Train an LLM with a large or small context window#

Overview#

One of the advantages of the CS-2 is the ability to train a Large Language Model (LLM) with a large context window (also known as sequence lengths). Larger context windows enable LLMs to handle larger inputs. Sometimes it is advantageous to train with a shorter context window (e.g., in instruction tuning) for efficiency.

Follow the steps in this guide to train a language model with a large (> 2048) or a small (< 2048) context window.

Procedure#

For large context window#

1. Data processing: when creating your dataset using the script file create_hdf5_dataset.py, change the value of the argument --max_seq_length to the desired value.

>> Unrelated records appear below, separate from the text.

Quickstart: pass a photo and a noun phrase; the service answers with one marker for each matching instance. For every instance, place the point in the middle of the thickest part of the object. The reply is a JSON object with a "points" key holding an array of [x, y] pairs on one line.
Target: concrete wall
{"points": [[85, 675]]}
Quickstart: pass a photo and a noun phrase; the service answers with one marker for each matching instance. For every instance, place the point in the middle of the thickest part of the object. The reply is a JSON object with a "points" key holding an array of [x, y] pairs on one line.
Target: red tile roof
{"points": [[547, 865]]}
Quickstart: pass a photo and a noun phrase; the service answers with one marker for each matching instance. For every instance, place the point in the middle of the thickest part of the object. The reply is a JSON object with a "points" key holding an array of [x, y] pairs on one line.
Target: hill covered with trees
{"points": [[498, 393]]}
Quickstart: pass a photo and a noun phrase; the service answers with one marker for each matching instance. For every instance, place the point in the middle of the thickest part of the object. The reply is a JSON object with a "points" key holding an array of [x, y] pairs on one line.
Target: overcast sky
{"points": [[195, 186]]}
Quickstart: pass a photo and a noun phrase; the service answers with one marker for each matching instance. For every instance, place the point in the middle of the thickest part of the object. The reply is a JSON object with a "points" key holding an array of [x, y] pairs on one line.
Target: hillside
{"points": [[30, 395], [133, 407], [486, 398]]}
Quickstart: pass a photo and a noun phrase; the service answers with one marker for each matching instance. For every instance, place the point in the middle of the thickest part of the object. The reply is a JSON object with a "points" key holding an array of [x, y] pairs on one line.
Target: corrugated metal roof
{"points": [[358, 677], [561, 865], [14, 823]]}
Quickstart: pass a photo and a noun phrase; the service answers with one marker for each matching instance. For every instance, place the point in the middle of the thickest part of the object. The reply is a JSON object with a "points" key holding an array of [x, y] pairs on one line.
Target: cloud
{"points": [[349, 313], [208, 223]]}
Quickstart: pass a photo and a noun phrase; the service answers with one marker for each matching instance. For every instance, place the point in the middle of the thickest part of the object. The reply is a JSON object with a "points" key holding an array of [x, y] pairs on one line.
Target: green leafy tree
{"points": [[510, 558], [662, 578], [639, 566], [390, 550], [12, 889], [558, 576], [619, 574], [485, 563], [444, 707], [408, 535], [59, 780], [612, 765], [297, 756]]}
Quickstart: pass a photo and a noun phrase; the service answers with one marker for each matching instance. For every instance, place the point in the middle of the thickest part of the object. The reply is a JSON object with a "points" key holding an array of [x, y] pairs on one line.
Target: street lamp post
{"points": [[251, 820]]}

For example, for a sequence length of 4096 tokens:

python create_hdf5_dataset.py LMData \
     --input_dir /path/to/data \
     --tokenizer_type NeoXTokenizer \
     --encoder_file /path/to/encoder \
     --max_seq_length 4096 \
     --ftfy True \
     --pack_sequences False

2. Model training: after processing your data, set the max_sequence_length and the max_position_embeddings to the desired value in the model’s configuration yaml file.

For example:

train_input:
    data_processor: "GptHDF5DataProcessor"
    data_dir:
         - ./path/to/train/dataset/with_msl4096/
    ...
    max_sequence_length: 4096
    ...

eval_input:
    data_processor: "GptHDF5DataProcessor"
    data_dir: "./path/to/eval/datast/with_msl4096"
    max_sequence_length: 4096
    ...

model:
    ...
    max_position_embeddings: 4096
    ...

For small context window#

For exapmle, a model that was pretrained on a sequence length of 2048 tokens may be further instruction fine-tuned on a dataset with a sequence length of 256 tokens. In this case assume the longest sequence in the dataset has a length of 256 tokens. Since the sequences of this dataset will be padded, not packed, training with a shorter sequence length is more efficient than padding every sample in the dataset all the way to 2048 tokens.

1. Data processing: when calling the script file create_hdf5_dataset.py, change the value of the argument --max_seq_length to the desired value.

python create_hdf5_dataset.py Summarization \
     --input_dir /path/to/data \
     --tokenizer_type NeoXTokenizer \
     --encoder_file /path/to/encoder \
     --max_seq_length 256 \
     --ftfy True \
     --sep_token: null \
     --prompt_key: "prompt" \
     --completion_key: "completion" \
     --pack_sequences False

2. Model training: after processing your data, set the max_sequence_length to the desired value in the model’s configuration yaml file.

For example:

train_input:
    data_processor: "GptHDF5DataProcessor"
    data_dir:
         - ./path/to/train/dataset/with_msl4096/
    ...
    max_sequence_length: 256
    ...

eval_input:
    data_processor: "GptHDF5DataProcessor"
    data_dir: "./path/to/eval/datast/with_msl4096"
    max_sequence_length: 256
    ...

model:
    ...
    max_position_embeddings: 2048
    ...

Implementation Notes#

Note when training a pretrained model with a smaller context window, the max_position_embeddings parameter of the pretrained model remains the same. Only the max_sequence_length parameter needs to be changed.

On the other hand, when training with a large context window, both the max_position_embeddings and max_sequence_length parameters need to be changed.